MORE-UFT Releases Fall 2020 Survey Report of 1,143 NYC DOE Staff Members

by morecaucusnyc

(Read the full report: http://tiny.cc/moresurvey )

NEW YORK: In the midst of yet another school reopening plan in December 2020, MORE-UFT rank-and-file members decided to ask NYC DOE schools staff about their experiences with school reopening: neither the UFT nor the DOE had done an official survey of school-based staff. (The DOE released its own Fall 2020 survey on Jan. 19th, 2021 which will collect responses through Feb. 5th.)

1,143 NYC school staff completed the survey. 58.4% of staff surveyed work in a school that offers Pre-K or elementary school, meaning those staff members work in schools that, as of the time of survey collection, offered in-person learning. 40.2% of staff work in middle and high schools and 1.4% of respondents work in transfer of alternative schools.

Key trends we noticed among respondents:

  • School staff do not feel adequately supported this year, in terms of training, learning models, staffing, and resources.
  • Special Education and English Learner violations are rampant in schools this year as a result of inadequate staffing for the Mayor’s reopening plan.
  • A majority of educators are teaching 2 or more learning models.
  • Staff do not feel that the DOE’s COVID testing and safety protocols have been sufficient to detect and prevent cases in their school buildings.
  • Staffing and programming issues related to in-person and remote students, learning models, COVID19 school cases, and classroom/school closures have created significant hurdles for consistent, safe, and effective learning for our students.
  • A majority of staff surveyed are considering leaving the DOE and the profession of teaching.
  • Lack of WiFi and devices remains a significant obstacle to equitable remote learning.

Overall, these results point to significant areas of concern around staff retention and well-being. Additionally, results suggest systemwide failures to prioritize our students with the most significant needs during this pandemic -- including students with IEPs, multi-language learners, and students without secure internet connections or workspaces at home. 

When asked what was needed to support students safely and effectively, staff asked for devices and WiFi for students and staff; support from DOE and UFT Leadership; to address staff shortages; demanded fully remote learning for a number for safety, consistency, and instructional reasons; improvements in physical conditions of buildings; training to support remote instruction; and to support staff and student social-emotional needs.

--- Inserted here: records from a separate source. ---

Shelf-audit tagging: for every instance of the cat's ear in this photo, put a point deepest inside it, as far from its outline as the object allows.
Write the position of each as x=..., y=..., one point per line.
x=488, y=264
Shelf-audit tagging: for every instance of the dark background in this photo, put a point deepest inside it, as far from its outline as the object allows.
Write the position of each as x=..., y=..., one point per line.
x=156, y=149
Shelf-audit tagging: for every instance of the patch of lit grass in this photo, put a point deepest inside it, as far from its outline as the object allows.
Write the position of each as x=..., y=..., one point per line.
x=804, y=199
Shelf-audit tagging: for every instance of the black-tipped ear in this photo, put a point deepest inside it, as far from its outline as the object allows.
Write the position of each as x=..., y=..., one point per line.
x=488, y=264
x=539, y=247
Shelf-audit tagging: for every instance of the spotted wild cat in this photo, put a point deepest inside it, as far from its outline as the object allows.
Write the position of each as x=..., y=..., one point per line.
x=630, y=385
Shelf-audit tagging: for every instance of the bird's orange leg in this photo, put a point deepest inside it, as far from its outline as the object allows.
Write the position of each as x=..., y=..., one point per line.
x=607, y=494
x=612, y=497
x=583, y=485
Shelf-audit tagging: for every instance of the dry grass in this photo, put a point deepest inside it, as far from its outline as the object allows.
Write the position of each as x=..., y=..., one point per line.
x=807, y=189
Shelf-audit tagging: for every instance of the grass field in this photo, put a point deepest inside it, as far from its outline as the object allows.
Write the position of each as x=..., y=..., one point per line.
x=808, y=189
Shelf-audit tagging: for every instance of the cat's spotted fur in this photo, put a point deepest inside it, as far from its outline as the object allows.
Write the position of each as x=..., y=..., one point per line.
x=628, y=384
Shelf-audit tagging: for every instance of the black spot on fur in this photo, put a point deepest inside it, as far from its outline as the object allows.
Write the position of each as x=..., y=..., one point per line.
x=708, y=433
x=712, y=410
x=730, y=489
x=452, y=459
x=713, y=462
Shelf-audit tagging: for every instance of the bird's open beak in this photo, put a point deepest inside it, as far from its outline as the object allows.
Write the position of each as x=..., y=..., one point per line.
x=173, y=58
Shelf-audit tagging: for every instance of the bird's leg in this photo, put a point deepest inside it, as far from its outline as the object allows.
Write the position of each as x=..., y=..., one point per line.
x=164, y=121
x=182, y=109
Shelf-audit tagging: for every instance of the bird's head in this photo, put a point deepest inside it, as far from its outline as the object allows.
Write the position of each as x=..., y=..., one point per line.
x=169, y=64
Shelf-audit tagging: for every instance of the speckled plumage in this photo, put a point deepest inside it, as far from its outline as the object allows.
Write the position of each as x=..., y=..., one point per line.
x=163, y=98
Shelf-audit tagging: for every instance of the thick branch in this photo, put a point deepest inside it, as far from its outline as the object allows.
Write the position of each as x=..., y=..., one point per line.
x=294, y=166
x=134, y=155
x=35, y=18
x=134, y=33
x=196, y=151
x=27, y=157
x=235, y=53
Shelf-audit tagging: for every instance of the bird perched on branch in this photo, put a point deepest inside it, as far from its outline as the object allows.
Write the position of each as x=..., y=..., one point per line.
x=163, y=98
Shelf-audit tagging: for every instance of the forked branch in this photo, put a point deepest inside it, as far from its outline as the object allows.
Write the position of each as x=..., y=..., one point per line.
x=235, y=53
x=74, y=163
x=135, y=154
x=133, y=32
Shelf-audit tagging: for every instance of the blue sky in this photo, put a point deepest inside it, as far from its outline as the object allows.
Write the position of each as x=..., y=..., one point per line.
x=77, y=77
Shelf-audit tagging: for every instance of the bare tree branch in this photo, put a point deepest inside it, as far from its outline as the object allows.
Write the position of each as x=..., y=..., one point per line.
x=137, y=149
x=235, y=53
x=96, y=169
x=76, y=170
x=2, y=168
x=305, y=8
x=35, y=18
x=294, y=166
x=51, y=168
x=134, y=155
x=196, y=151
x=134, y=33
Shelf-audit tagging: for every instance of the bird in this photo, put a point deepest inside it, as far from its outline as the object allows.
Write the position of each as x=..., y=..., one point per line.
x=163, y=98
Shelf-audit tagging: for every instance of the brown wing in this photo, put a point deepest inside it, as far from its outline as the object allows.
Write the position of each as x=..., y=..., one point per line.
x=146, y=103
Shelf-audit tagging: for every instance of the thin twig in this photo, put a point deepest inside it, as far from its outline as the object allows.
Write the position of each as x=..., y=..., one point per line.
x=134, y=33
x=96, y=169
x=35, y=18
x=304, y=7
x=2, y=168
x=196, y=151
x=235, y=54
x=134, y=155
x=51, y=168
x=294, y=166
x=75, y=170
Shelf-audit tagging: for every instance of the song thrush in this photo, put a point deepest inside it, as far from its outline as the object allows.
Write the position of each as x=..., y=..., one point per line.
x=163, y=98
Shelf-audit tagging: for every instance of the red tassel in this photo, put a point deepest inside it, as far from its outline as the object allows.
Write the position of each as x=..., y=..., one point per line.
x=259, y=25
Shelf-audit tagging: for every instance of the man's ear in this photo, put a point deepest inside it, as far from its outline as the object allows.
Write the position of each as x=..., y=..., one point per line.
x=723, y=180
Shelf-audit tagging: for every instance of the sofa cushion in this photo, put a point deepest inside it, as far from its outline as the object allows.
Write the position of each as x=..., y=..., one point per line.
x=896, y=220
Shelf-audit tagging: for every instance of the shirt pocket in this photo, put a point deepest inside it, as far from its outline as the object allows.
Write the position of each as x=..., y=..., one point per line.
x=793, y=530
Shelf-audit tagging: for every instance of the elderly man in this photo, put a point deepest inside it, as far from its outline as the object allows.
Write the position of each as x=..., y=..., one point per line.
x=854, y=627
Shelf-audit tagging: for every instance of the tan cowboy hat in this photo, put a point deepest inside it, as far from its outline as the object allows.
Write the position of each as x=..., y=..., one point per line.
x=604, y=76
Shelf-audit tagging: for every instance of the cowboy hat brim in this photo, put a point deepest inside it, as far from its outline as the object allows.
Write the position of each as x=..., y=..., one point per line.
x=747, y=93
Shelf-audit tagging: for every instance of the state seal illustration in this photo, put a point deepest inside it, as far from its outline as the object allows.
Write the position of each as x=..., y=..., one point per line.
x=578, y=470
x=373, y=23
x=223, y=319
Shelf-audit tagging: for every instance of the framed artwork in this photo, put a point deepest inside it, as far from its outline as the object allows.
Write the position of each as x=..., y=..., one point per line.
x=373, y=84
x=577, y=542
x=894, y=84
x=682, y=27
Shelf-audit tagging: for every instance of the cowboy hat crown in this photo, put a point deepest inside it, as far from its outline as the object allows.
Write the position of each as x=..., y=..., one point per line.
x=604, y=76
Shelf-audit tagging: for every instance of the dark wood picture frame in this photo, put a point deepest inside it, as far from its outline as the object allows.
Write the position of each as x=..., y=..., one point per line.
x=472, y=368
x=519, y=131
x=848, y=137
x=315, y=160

A high school teacher wrote, “Everyone in the community is dealing with an extraordinary amount of stress right now. Both the teaching load and the emotional-social load of this job have increased exponentially.  It is time-consuming and difficult to reinvent curriculum to make it suitable for remote learning...The DOE needs to face facts, accept that most students are remote learning for this school year, and invest in improving it (tech and WiFi for all; training for teachers).”